Thanks for jinxing it everyone!

Something tells me there's going to be a weather report in 7Days tomorrow to the likes of "Pleasant weather to continue in Dubai." and just like that...it will all change!


----------



## QOFE (Apr 28, 2013)

pamela0810 said:


> Thanks for jinxing it everyone!
> 
> Something tells me there's going to be a weather report in 7Days tomorrow to the likes of "Pleasant weather to continue in Dubai." and just like that...it will all change!


Nah... 
Weather in Dubai - AccuWeather Forecast for Dubai United Arab Emirates

Blame TallyHo if you want to blame somebody. He started it! (read that in a whiny and nasal DuuBai voice).


----------



## The Rascal (Aug 6, 2014)

telecompro said:


> Totally agree  Especially night time..you get this nice breeze of wind


But isn't that because of the Iftar feed?


----------



## A.Abbass (Jun 28, 2014)

This time of the year is definitely better than the similar time of 2014, I remember I was here in Dubai last June for my interviews and it was terrible, even night time. This is certainly unusual and we are lucky.


----------



## de Mexicaan (Apr 16, 2012)

Flying out to the Netherlands tomorrow. And miraculously the weather is going to be fabulous 
I hope 30 degrees will not feel cold now that my body adapted to the climate here


----------



## Dibblington (Apr 20, 2015)

I was in the Netherlands 2 weeks ago, it was 15C and raining, the hayfever was at its peak. Didn't enjoy it.

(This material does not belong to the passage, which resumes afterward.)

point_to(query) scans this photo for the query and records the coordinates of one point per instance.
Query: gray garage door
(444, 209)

I find it easier to jog round the park here, sweating balls in 40C than I did the the Netherlands in 15C. Just couldn't get warmed up properly.


----------



## twowheelsgood (Feb 21, 2013)

It appears to be a lot windier this year than previous - judging by the late afternoon sandstorms which keep getting whipped up.

Getting irritated as the early finish could mean more cycling in the evening but being sandblasted makes it thoroughly unpleasant.


----------



## twowheelsgood (Feb 21, 2013)

A.Abbass said:


> I remember I was here in Dubai last June for my interviews and it was terrible, even night time.


You have just acclimatised. Three months after I arrived I went out in the desert for an hours cycle in the morning in 28 degrees. Arrived back, threw up, went to bed and spent the rest of the day with sunglasses on looking like Mr Grumpy.

These days mid-to high thirties isn't anything to worry about too much.


----------



## Chocoholic (Oct 29, 2012)

Th is my 12th year in the UAE and there's been a definite shift in the seasons, it now gets hotter later on in the year. The heat isn't so bad, it's when that darned humidity kicks in that makes it feel awful.


----------



## iggles (Jan 4, 2015)

I arrived here in December after living in Finland. Omg the heat hit me then, now this weather is fine for me.

I work so much I am rarely out of site of AC


----------



## Tropicana (Apr 29, 2010)

End of May/Start of June was the hottest in more than a decade

It was very humid as well which is very unlike early-June

Last few days has been quite good and again, very unlike end of June.


----------